The National Construction College (NCC) supports thousands of delegates through apprenticeship courses annually and, with a large network of experienced instructors, it promises to provide learners with the vital skills for the industry.
This was demonstrated at this year’s Construction Plant-hire Association’s (CPA) Stars of the Future Awards, where apprentices and trainees from across the UK were recognised for their achievements in plant construction.
The event took place in Coventry where 12 students from NCC were nominated and four of whom attained regional and national titles.
NCC Senior Plant Mechanics Instructor, Jason Varga, said: “It really does show the dedication that the staff and the learners put into the work and that’s why they do so well at the college.”
26-year-old Adam Dalton from Birmingham brought home the level 3 regional award and was the overall national winner.

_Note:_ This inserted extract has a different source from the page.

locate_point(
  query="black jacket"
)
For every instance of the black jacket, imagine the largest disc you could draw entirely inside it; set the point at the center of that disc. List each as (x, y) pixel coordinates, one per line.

This marks the third year in succession that an NCC apprentice has won the national award.
“It was nice to be nominated and even better to win,” said Adam. “Not only do you get a pay rise, you also get shiny new tools so everyone can see that you know what you’re doing!”
Currently employed by Toppesfield Ltd, Adam attended NCC at the Bircham campus as a requirement of his apprenticeship and said he got along well with the instructors and found the timetabling very manageable. He also emphasised the quality of the facilities available at Bircham: “You have the opportunity to access all of those massive machines!”
The NCC has four sites across the UK, all with the aim to provide ample opportunity for learners to gain the best start in their career in construction. This varies from the authentic simulators available at Bircham, to the dedicated instructors who hold a wealth of knowledge and are keen to pass on their knowledge and tricks of the trade.
As an instructor at NCC, Jason Varga explained how real-life experience can play a pivotal role in learners’ development.
“Sometimes you’ll find they don’t quite understand something and then you explain it in a way that contextualises it for the learners and I think most of the individuals appreciate that.”
Jason’s dad was the manager of a plant construction company, which meant that he found himself surrounded by the industry from a young age. Having shared a similar journey to his students, he finds it easy to relate to their experiences.
“Back when I was 16 I did the course that the students are actually doing now. I spent 20 odd years in the trade and then decided to impart some of that knowledge and became a CITB instructor. It’s more a way of life than a career for me.”
20-year-old Sophie Gray, from Glasgow, a level 2 regional winner representing NCC Scotland, also praised the instructors for their level of expertise:
“The instructors really know what they’re talking about,” said Sophie, “and if you ever didn’t quite get something, the class would wait until you caught on. I want to gain all the knowledge I can to get up to the same standard as my colleagues and then in the future I’d like to put my skills to use abroad in Canada.”
Both Sophie and Jason explore the need for more diversity among the workforce, as Sophie refers to the predominantly male work environment. However, she doesn’t let this affect her, as she paves the way for more women to get involved in careers in construction.
She adds: “I do feel that I’ve been accepted into the gang and the more accepting companies are the more welcome you will feel.”
Technological advances within the industry are also having an impact on opportunities for women. As a result, construction can not only cater to women more effectively but more roles are being generated which require a variety of traits.
Jason discussed the changing times as a positive step in the right direction, adding: “There’s equipment available now so that anyone of any stature, gender, background, race or religion can get involved in the industry.”
Sophie Gray didn’t expect to get an award, so winning one gave her encouragement for the future. When asked what advice she would give to someone considering an apprenticeship, she said: “There shouldn’t be anything holding you back – go for it! You get some older guys who are stuck in their ways and say it’s not a place for women but that’s never stopped me.”